Blitzstream futuriste : Kevin Bordi analyse une partie ordi contre ordi

Toujours plus loin dans l’intelligence… artificielle : Kevin Bordi, flanqué de Matthieu Cornette, 11e joueur français avec un Elo de 2 583, analyse une partie ordi contre ordi, et précisément Stockfish (3 625) contre LCZero (3 599).

Dieu joue aux échecs et il a (aujourd’hui) un Elo de 3 625

Ce qui est intéressant dans cette partie inhumaine, supra-humaine ou déshumanisée (les Perses qui ont inventé le jeu de chatrang il y a quelques 1 500 ans auraient halluciné en voyant le tableau), c’est la remarque de Kevin, dont le site a explosé en audience : 178 000 abonnés, alors qu’on l’a connu – et relayé – tout petit :

« J’ai l’impression que ce qui est fort géométriquement et tactiquement, est aussi beau. »

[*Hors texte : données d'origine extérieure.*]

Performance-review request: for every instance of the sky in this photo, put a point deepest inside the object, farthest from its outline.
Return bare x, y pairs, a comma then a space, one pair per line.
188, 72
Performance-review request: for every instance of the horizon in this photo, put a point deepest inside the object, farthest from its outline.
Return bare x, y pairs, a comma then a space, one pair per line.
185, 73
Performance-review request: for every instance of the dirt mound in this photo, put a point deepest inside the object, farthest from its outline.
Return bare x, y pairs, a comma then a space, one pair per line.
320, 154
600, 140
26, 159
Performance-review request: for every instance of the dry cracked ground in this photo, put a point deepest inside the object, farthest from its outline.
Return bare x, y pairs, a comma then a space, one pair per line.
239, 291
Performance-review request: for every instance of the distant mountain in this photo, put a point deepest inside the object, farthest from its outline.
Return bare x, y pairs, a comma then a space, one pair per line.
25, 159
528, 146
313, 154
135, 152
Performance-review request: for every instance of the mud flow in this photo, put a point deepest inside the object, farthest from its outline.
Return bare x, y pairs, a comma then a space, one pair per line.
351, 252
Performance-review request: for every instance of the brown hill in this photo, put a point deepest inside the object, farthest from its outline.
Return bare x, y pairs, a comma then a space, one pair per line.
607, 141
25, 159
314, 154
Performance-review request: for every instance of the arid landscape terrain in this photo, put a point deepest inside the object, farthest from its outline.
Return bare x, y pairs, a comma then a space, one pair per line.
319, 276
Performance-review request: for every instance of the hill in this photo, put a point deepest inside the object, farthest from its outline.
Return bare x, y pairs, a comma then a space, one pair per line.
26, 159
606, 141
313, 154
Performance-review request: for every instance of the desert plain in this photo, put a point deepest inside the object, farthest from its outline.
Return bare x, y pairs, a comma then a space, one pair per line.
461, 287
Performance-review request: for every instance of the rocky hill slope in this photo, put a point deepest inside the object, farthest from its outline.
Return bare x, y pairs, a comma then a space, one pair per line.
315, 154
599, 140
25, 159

Les coups de Stockfish sont stupéfiants parce qu’ils sont à la fois invisibles à l’œil nu (humain) et terriblement efficaces. Cette séquence donne une illustration de l’esthétique, la science des structures : les coups révèlent leur beauté – une beauté ! car ce n’est pas le coup qui est beau, mais l’ensemble des coups, leur enchaînement, leur liaison, leur chemin, donc leur structure) – sur la longue distance, et c’est cette distance qui différencie l’ordinateur de l’homme.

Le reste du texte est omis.